President Donald Trump, on vacation in balmy Florida, suggested that climate change could be a good thing on Thursday, tweeting that cities gripped by freezing temperatures on the East Coast could use some warming.
Trump’s tweet further places the President’s climate policy out of step with the vast majority of scientists, who believe global warming is damaging for the United States and the world.
“In the East, it could be the COLDEST New Year’s Eve on record. Perhaps we could use a little bit of that good old Global Warming that our Country, but not other countries, was going to pay TRILLIONS OF DOLLARS to protect against,” Trump wrote on Twitter. “Bundle up!”
Despite Trump’s assertion, 2016 was the hottest year on record, according to the World Meteorological Organization, and some studies show 2017 is on pace to overtake it. If it does, it will be the fourth consecutive year to rank hotter than all previous.
A White House official did not respond when asked what Trump’s tweet means for administration policy. Journalists have previously been told that Trump’s tweets should be considered official statements from the White House.
The tweet is the latest in a series of Trump tweets that links the temperature in any one place to the existence of global warming, something climate scientists have long said is an entirely inaccurate way to view global warming.
“It’s freezing and snowing in New York — we need global warming,” Trump tweeted in 2012.
A year later, he added, “Ice storm rolls from Texas to Tennessee – I’m in Los Angeles and it’s freezing. Global warming is a total, and very expensive, hoax!”
As a candidate for president, Trump put his views on climate change at the forefront.

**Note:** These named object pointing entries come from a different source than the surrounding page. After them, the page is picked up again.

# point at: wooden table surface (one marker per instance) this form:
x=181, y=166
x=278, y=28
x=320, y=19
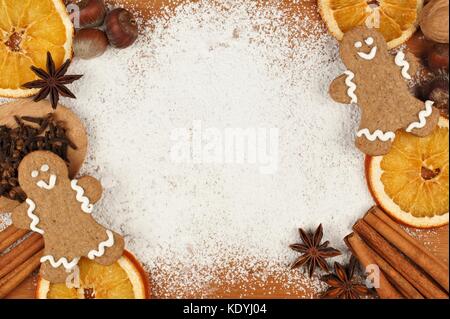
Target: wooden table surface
x=436, y=240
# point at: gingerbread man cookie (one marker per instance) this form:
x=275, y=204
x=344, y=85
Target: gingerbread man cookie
x=60, y=209
x=376, y=81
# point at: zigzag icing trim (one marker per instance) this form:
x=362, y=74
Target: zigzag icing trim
x=50, y=185
x=61, y=261
x=401, y=62
x=34, y=219
x=85, y=205
x=422, y=117
x=378, y=134
x=73, y=279
x=101, y=247
x=351, y=86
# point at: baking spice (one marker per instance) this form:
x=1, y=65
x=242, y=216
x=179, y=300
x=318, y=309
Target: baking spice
x=31, y=134
x=343, y=285
x=52, y=82
x=314, y=252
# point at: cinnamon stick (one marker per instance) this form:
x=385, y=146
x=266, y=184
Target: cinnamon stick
x=398, y=261
x=400, y=286
x=14, y=278
x=408, y=246
x=20, y=254
x=12, y=238
x=8, y=231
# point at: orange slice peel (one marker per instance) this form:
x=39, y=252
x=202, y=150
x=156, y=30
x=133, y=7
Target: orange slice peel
x=125, y=279
x=411, y=182
x=397, y=20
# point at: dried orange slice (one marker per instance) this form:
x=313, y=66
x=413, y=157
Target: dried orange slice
x=125, y=279
x=411, y=182
x=28, y=30
x=397, y=20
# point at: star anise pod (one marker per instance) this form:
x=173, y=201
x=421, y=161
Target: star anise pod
x=313, y=251
x=52, y=82
x=342, y=285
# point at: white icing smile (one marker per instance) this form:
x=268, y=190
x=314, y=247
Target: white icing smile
x=373, y=52
x=369, y=56
x=41, y=183
x=47, y=185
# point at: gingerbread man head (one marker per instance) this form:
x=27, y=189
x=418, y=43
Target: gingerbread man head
x=60, y=209
x=40, y=174
x=362, y=46
x=377, y=83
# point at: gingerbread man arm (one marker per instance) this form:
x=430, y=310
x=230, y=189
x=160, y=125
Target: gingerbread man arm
x=338, y=90
x=92, y=188
x=20, y=217
x=407, y=63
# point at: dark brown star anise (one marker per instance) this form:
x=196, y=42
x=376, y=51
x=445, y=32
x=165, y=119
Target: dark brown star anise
x=313, y=251
x=342, y=285
x=52, y=82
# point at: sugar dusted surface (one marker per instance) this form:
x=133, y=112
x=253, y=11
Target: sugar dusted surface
x=198, y=228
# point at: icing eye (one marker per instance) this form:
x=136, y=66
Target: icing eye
x=369, y=41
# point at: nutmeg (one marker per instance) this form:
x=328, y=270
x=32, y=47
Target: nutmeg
x=434, y=20
x=121, y=28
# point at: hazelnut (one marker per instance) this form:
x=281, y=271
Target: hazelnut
x=434, y=20
x=90, y=43
x=121, y=28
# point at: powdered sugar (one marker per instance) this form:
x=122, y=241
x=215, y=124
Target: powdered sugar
x=233, y=67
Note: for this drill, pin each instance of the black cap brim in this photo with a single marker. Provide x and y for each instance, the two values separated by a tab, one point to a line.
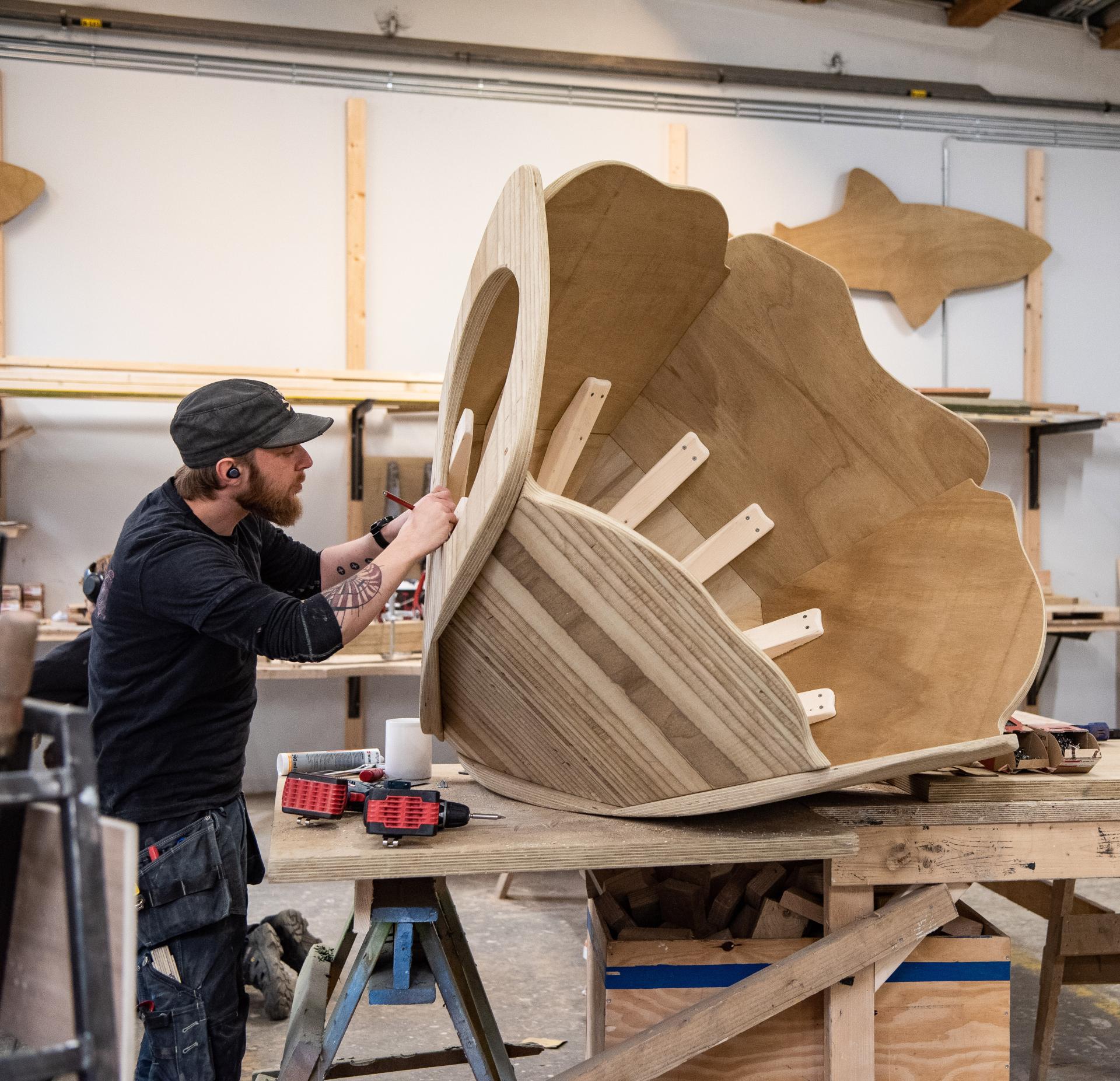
299	428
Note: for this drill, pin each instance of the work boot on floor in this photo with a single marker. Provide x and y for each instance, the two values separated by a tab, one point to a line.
264	967
295	938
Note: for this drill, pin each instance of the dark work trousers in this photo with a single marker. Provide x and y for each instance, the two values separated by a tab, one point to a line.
194	876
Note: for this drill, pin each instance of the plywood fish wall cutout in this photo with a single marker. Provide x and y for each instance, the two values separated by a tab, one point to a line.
918	253
19	188
698	518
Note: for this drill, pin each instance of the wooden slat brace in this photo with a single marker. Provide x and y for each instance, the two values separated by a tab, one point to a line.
664	477
820	704
730	541
569	437
782	635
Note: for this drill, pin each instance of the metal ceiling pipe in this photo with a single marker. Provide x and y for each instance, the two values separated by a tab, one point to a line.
94	20
978	128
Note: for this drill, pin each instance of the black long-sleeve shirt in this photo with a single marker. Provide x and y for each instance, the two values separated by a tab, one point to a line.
180	621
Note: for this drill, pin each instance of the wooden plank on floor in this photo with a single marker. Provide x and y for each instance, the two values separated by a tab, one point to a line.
849	1010
925	1030
761	996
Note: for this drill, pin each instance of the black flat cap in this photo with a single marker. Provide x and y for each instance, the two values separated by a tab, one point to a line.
235	416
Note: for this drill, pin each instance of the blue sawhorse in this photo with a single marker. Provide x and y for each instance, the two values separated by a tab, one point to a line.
406	913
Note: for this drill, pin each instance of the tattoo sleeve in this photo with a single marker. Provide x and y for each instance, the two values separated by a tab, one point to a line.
354	593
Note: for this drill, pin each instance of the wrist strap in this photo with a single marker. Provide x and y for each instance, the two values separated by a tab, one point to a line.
377	528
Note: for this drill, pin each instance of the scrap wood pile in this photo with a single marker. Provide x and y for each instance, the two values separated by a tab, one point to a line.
722	901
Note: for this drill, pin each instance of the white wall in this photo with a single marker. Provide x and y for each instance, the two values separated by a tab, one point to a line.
202	220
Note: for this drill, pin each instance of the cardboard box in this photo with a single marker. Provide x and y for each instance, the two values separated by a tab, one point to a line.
948	1004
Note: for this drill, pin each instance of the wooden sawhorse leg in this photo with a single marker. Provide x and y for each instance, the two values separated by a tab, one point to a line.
849	1006
1050	978
405	908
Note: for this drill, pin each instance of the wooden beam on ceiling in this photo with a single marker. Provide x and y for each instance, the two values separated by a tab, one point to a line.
977	13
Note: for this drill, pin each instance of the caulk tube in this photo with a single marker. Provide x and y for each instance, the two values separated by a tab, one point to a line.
327	761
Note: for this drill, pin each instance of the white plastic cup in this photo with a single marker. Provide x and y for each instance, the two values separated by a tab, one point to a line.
408	750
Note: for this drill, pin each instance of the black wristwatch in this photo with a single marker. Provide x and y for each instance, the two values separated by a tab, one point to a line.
378	527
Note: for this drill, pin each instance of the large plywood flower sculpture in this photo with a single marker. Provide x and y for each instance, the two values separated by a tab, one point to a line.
698	512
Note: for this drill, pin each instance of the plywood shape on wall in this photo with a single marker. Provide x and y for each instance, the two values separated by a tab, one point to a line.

“Well, I think the climate change is just a very, very expensive form of tax,” he said in 2016. “A lot of people are making a lot of money. I know much about climate change. I’d be — received environmental awards. And I often joke that this is done for the benefit of China. Obviously, I joke. But this is done for the benefit of China, because China does not do anything to help climate change.”
As President, Trump has made those views administration policy by pulling out of the Paris climate agreement, and his Environmental Protection Agency has made a series of moves that curbed the agency’s focus on climate science.
“I was elected by the citizens of Pittsburgh, not Paris,” Trump said during a White House event where he announced his decision to withdraw from the global climate accord signed by former President Barack Obama. Arguing that the deal hurts American businesses, Trump said foreign countries were using the deal to hamper American enterprise.
Even amid these comments, Trump administration agencies have continued sounding alarm bells on global warming.
The Government Accountability Office released a report in October that said the US government has spent more than $350 billion over the past decade in response to extreme weather and fire events and estimated that the US would incur far higher costs as the years progress if global emission rates don’t go down.
The report called on Trump to use the information GAO compiled to help identify risks posed by climate change and “craft appropriate federal responses.”
Additionally, the Climate Science Special Report released in November by the federal government found “no convincing alternative explanation” for the changing climate other than “human activities, especially emissions of greenhouse gases.”